Early plans for the station called for an additional set of entrances to the north of Haskell Avenue, which would connect to the northern end of the rail platforms.

In total, the station extends 120 ft beneath ground level. The station contains two inclined elevators, six escalators, and 213 total steps. The station's longest escalators are 138 ft, which made them the longest escalators in the western U.S. at installation.

=== Artwork ===
The station contains an "evolution-themed design" based on geological strata, with each of the station's three levels representing a different time period. The stations contains etchings of children's drawings, depictions of Native American artifacts discovered during its excavation, and five Native American-styled murals. The walls of the rail platforms depict local fossils, artifacts from the nearby Freedman's Cemetery, and the Texas Electric Railway system that previously connected Dallas to Denison.

== History ==
In late 1983, developer Southland Corporation announced plans for Cityplace, a 130 acre mixed-use project, the centerpiece of which would be two office towers connected by a pedestrian bridge. As the project's site was located along a proposed rail transit corridor, the developer proposed adding a passenger station on this corridor to the pedestrian bridge. In 1985, the Dallas City Council endorsed a revised plan that moved the rail corridor to an underground tunnel between Mockingbird Lane and downtown; the planned Cityplace station was moved underground to accommodate this change.

In 1988, Cityplace leadership offered to pay for up to $22 million of the station's cost if it was located at Haskell Avenue near the north end of the development, but local residents proposed an alternate location on Lemmon Avenue that was closer to existing housing. At the same time, Cityplace was also attempting to rezone its land for denser development, which was also opposed by residents. An investigation by The Dallas Morning News found secret negotiations between DART, Cityplace, and the Dallas municipal government that would make the rezoning contingent on Cityplace paying for the station (as well as road and utility improvements), which was viewed as illegal contract zoning. After the investigation, DART ultimately settled on a compromise site between Haskell and Lemmon, which caused Cityplace to retract its payment offer.

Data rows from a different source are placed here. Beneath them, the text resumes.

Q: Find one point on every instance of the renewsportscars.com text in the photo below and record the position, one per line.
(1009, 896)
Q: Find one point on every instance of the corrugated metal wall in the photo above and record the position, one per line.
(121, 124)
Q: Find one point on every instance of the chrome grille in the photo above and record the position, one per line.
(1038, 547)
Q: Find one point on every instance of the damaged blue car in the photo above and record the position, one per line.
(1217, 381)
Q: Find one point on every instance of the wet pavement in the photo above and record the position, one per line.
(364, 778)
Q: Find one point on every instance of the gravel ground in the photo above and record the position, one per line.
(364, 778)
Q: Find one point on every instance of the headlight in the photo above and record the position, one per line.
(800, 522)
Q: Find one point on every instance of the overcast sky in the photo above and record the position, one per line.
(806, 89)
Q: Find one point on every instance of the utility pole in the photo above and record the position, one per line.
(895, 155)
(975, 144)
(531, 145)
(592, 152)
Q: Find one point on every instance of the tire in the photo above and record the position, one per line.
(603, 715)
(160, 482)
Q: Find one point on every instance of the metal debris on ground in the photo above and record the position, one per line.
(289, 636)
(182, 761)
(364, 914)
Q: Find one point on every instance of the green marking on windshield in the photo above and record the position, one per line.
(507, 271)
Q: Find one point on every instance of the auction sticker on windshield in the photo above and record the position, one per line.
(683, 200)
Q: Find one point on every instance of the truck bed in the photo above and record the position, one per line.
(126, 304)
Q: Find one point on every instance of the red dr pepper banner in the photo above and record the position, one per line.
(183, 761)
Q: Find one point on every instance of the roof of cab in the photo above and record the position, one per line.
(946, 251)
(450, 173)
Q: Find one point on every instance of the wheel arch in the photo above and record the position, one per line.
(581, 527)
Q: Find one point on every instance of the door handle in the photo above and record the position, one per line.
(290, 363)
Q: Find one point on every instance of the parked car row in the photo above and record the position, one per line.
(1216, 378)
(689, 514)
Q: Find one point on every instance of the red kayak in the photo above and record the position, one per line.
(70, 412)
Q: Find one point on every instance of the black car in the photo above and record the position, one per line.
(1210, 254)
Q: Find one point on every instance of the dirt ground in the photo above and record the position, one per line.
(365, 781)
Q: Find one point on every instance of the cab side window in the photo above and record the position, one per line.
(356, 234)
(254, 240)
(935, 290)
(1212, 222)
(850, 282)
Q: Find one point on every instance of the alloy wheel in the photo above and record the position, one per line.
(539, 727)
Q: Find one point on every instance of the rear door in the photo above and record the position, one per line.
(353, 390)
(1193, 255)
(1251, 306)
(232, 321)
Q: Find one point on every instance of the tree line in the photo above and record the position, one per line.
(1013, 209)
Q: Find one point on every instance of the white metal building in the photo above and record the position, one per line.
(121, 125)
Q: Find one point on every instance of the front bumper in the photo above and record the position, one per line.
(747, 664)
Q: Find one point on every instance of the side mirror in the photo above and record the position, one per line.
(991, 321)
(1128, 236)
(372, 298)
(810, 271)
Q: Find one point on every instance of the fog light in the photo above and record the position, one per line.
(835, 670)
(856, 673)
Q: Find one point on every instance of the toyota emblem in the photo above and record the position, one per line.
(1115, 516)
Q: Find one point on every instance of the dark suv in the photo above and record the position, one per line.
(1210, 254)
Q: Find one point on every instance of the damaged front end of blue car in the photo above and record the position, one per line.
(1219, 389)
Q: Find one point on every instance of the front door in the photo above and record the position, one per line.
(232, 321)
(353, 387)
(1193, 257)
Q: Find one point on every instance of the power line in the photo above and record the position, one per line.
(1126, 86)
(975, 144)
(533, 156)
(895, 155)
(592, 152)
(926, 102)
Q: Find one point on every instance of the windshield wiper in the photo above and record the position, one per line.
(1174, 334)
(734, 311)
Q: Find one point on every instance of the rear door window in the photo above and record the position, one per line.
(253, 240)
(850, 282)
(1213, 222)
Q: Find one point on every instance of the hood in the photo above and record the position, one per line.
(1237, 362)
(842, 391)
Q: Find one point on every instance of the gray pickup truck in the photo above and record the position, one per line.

In 1991, DART announced plans to begin excavating the underground tunnel that would contain Cityplace station. The excavation would be completed by 1993. However, it was also announced that the Cityplace station would not open until 1999 for financial reasons; completing the station after excavation would cost $13.7 million. In 1996, as part of a settlement with the city, Cityplace agreed to pay $3.5 million to finance the station, which the city would reimburse through a tax increment financing district. The station was opened on December 18, 2000.

In early 2001, the McKinney Avenue Transit Authority (MATA) received a $2.5 million grant to extend its heritage streetcar line to Cityplace station. The 1.25 mi extension opened the following year. In 2011, MATA constructed a turntable at the entrance to Cityplace, and DART rebuilt the West Portal headhouse so that the entrance points to the turntable.

On July 30, 2012, the station was renamed to Cityplace/Uptown station to emphasize its connection to the Uptown neighborhood.